Oliver Chester The Molester Lester | October 5, 2009 at 5:09 pm
I’d pick Jessica over Ashlee any time.
Mama Pinkus | October 5, 2009 at 7:25 pm
she’s what my English grandmum would have called a “tart”
dave | October 5, 2009 at 9:23 pm
@34..woman who wear less clothes then that in the uk get called a ‘tart’ or a ‘slapper’.
Alli Watermelon | October 5, 2009 at 9:54 pm
I’m not a fan of this red/orange hair that Ashlee has been sporting. She looks much better as a blonde. And…WTF? Swimming on Saturday? It was like a high of 73 on Saturday here in Vegas. Hope that water was heated and there were heat lamps all over…lol
Giggles | October 5, 2009 at 10:35 pm
Wait….didn’t she have a kid? How lovely that the kid’s mother is dressed as a hooker.
lillie | October 5, 2009 at 11:55 pm
jessica looks stunning!! she’s showing skin but still looks classy. It was ashley’s party anyways… she shouldnt try to outdo her sister!!
They have two different body types, jessica’s is very muscular naturally and ashlee’s is very thin – they both look gorgeous as is!
lillie | October 5, 2009 at 11:55 pm
jessica looks stunning!! she’s showing skin but still looks classy. It was ashley’s party anyways… she shouldnt try to outdo her sister!!
They have two different body types, jessica’s is very muscular naturally and ashlee’s is very thin – they both look gorgeous as is!
7L | October 6, 2009 at 12:24 am
yeah wheres her tits.
No but seriously shes way fucking hotter than jessica now
Sickitten | October 6, 2009 at 1:51 am
Ashlee S Ali Lohan, losers! The plain ugly loser girls from HS who shouldn’t get any work, I agree. Ugh. What has this world come to? And that Pete Wentz hiding his receding hairline, ugh.

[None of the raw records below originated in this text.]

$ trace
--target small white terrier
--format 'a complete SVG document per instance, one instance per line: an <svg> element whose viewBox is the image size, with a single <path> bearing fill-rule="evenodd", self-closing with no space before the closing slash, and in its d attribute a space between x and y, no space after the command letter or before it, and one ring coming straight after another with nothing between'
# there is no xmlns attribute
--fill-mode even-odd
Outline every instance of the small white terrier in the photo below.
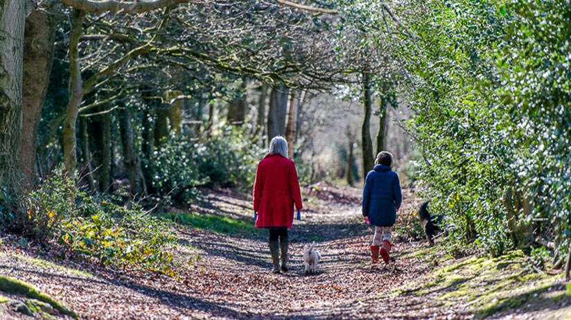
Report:
<svg viewBox="0 0 571 320"><path fill-rule="evenodd" d="M306 274L308 273L315 274L317 271L317 263L321 258L321 255L317 250L313 249L315 245L314 241L308 248L306 249L304 253L304 265L306 266Z"/></svg>

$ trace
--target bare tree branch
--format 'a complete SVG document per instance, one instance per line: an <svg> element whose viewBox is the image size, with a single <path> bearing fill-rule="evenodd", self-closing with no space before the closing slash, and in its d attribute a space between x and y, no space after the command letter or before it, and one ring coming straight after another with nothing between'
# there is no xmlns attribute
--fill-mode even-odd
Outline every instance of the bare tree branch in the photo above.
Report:
<svg viewBox="0 0 571 320"><path fill-rule="evenodd" d="M197 3L202 1L191 0L156 0L152 1L118 1L105 0L97 1L92 0L62 0L62 2L70 7L89 12L145 12L161 8L168 8L179 3Z"/></svg>

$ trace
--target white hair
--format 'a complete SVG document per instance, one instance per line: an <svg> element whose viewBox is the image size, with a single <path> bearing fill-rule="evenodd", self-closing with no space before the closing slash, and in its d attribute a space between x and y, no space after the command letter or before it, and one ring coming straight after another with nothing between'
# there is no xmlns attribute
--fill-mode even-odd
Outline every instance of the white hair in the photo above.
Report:
<svg viewBox="0 0 571 320"><path fill-rule="evenodd" d="M288 141L281 136L274 136L270 141L270 154L281 154L284 158L288 157Z"/></svg>

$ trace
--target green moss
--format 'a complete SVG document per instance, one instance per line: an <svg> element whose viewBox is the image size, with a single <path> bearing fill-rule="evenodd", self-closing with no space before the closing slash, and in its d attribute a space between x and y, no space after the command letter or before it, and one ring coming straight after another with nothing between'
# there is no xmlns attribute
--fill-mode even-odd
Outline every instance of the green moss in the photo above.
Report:
<svg viewBox="0 0 571 320"><path fill-rule="evenodd" d="M16 258L19 260L21 260L26 261L26 263L33 264L34 265L37 265L38 267L42 267L44 268L56 268L60 270L64 270L67 272L70 272L75 276L80 276L81 278L85 277L94 277L94 276L93 274L87 272L83 270L78 270L76 269L73 268L68 268L60 265L56 265L55 263L52 263L51 261L46 261L45 260L38 259L37 258L32 258L26 256L22 256L19 254L4 254L0 252L0 256L8 256L12 258Z"/></svg>
<svg viewBox="0 0 571 320"><path fill-rule="evenodd" d="M28 305L28 308L30 309L30 311L31 311L33 313L36 313L42 310L42 309L39 307L37 307L35 303L32 303L32 301L30 301L30 300L26 301L26 305Z"/></svg>
<svg viewBox="0 0 571 320"><path fill-rule="evenodd" d="M12 294L24 294L28 298L49 303L64 314L78 319L76 312L68 310L47 294L38 292L33 285L18 279L9 276L0 276L0 291Z"/></svg>
<svg viewBox="0 0 571 320"><path fill-rule="evenodd" d="M229 217L193 213L170 213L167 215L167 217L175 222L216 233L245 235L260 234L262 232L254 228L253 220L247 222Z"/></svg>

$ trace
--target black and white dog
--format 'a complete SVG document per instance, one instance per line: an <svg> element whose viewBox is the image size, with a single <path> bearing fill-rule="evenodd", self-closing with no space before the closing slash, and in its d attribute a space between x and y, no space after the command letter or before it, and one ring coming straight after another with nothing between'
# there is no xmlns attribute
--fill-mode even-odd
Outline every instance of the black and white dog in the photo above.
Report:
<svg viewBox="0 0 571 320"><path fill-rule="evenodd" d="M441 232L439 224L442 223L443 215L430 215L428 213L428 201L422 204L421 208L419 210L419 218L421 220L421 226L424 230L424 233L426 235L426 240L430 245L434 244L434 240L432 238L437 235L439 232Z"/></svg>

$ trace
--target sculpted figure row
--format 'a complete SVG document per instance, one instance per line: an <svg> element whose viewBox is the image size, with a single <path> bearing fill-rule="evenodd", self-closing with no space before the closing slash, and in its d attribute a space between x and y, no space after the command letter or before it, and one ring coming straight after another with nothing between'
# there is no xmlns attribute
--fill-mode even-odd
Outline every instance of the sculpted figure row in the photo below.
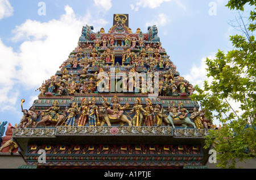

Laura | October 6, 2009 at 3:57 am
I am really not sure about that hair colour on Ashlee. I think she would look better blonder like her sister.
andediluvuan | October 6, 2009 at 6:09 am
@ 4, it’s a trilby she’s wearing, not a fedora.
Look! Look! | October 6, 2009 at 7:05 am
that main photo is exactly the same as the one for Jon Gosselin’s Vegas Pool Party, only surprisingly less depressing
Chatham | October 6, 2009 at 9:05 am
God, would she PLEASE shut her damn pie hole! Looks like a damn blow-up doll.
Sprmcandy | October 6, 2009 at 9:11 am
Little sis has killer legs !
CakeSnifferer | October 6, 2009 at 9:30 am
Is that guy her boyfriend? He’s either really, really short or he hangs out only with tall women.
CakeSnifferer | October 6, 2009 at 9:30 am
Is that guy her boyfriend? He’s either really, really short or he hangs out only with tall women.
isitin | October 6, 2009 at 9:48 am
Fucking Emo’s. I hate Emo’s.
Adriene | October 6, 2009 at 9:48 am
Can someone please take her off Melrose Place? She’s the only one there who can’t really act.